Geoffrey thought it looked like a lunar halo, but he did not say so; he said something prim and conventional about its being very pretty and becoming.

"Are you going to sit down?" asked Mrs. Tree. "I can't abide to see folks standing round as if they was hat-poles."

Miss Vesta slipped into a seat, but the younger Vesta shook her head.

"I must go on!" she said. "Aunt Phoebe is expecting a letter, and I must tell her that there is none."

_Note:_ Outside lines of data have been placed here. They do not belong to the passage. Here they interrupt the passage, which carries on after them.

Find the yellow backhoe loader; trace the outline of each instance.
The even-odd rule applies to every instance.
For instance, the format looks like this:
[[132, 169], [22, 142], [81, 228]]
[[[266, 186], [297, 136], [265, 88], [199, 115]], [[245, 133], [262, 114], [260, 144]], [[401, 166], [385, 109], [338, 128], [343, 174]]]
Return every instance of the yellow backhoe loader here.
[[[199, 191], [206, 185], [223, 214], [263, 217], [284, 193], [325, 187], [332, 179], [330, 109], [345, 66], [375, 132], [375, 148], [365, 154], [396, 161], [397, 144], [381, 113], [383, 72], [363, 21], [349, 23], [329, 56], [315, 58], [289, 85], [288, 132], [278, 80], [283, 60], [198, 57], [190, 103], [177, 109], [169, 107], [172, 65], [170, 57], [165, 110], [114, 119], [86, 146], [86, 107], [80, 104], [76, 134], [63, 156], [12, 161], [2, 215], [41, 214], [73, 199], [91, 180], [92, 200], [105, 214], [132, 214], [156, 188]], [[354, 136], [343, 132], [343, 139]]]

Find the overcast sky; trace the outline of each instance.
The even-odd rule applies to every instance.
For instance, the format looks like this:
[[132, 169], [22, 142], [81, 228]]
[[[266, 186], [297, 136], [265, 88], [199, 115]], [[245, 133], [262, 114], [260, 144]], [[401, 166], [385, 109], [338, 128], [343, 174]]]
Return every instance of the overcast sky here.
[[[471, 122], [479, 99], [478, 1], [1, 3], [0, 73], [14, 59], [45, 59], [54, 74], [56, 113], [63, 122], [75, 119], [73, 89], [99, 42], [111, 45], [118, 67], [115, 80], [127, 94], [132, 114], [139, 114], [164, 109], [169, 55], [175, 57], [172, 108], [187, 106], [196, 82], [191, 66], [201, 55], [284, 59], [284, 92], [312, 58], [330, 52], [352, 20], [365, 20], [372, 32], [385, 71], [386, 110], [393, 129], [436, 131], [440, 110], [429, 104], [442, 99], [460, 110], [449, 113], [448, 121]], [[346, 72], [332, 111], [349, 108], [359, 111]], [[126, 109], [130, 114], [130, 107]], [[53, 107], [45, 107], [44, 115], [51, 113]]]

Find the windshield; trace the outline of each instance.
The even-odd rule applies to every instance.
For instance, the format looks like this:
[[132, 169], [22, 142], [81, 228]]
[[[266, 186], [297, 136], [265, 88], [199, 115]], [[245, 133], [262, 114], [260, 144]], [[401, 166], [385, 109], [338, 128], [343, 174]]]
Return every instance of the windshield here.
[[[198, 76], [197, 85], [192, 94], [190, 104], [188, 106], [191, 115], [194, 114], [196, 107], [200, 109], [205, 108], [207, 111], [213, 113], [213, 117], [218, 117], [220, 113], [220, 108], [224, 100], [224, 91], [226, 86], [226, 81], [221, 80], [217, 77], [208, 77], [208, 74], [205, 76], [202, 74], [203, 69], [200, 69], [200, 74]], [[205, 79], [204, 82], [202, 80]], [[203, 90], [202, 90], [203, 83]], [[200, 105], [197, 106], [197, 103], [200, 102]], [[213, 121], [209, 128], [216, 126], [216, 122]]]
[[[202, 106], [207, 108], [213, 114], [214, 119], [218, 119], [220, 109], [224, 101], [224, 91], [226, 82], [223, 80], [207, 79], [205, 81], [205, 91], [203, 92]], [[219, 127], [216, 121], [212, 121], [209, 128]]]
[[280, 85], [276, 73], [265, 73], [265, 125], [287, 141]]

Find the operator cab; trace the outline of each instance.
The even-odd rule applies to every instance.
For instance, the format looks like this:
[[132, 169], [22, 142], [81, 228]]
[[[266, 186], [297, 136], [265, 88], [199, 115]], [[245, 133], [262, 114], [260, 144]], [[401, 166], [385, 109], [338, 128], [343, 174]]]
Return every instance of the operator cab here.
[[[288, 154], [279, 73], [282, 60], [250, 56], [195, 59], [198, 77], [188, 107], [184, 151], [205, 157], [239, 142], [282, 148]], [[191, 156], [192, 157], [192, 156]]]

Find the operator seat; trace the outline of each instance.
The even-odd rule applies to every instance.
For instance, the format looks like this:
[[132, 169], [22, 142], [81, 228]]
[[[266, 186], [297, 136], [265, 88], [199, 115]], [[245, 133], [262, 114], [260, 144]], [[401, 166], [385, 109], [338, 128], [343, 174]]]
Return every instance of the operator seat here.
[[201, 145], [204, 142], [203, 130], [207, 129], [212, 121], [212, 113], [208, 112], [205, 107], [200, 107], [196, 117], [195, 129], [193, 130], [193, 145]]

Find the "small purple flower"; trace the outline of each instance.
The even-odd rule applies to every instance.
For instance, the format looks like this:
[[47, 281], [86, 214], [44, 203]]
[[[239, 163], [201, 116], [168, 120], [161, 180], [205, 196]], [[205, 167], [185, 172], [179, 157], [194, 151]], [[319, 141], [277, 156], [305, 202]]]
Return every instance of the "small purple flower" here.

"Yes, dear, yes!" said Miss Vesta. "Your Aunt Phoebe will be impatient, doubtless; you are right. And perhaps it will be best for me, too—" she half rose, but Mrs. Tree pulled her down again without ceremony.

"You stay here, Vesta!" she commanded. "I want to see you. But you"—she turned to Geoffrey, who had remained standing—"can go along with the child, if you're a mind to. You'll get nothing more out of me, I tell ye."

"I am going to send you a measles bacillus to-morrow morning," said the young doctor. "You must take it in your coffee, and then you will want to see me every day. Good-bye, Mrs. Tree! some day you will be sorry for your cruelty. Miss Vesta—till tea-time!"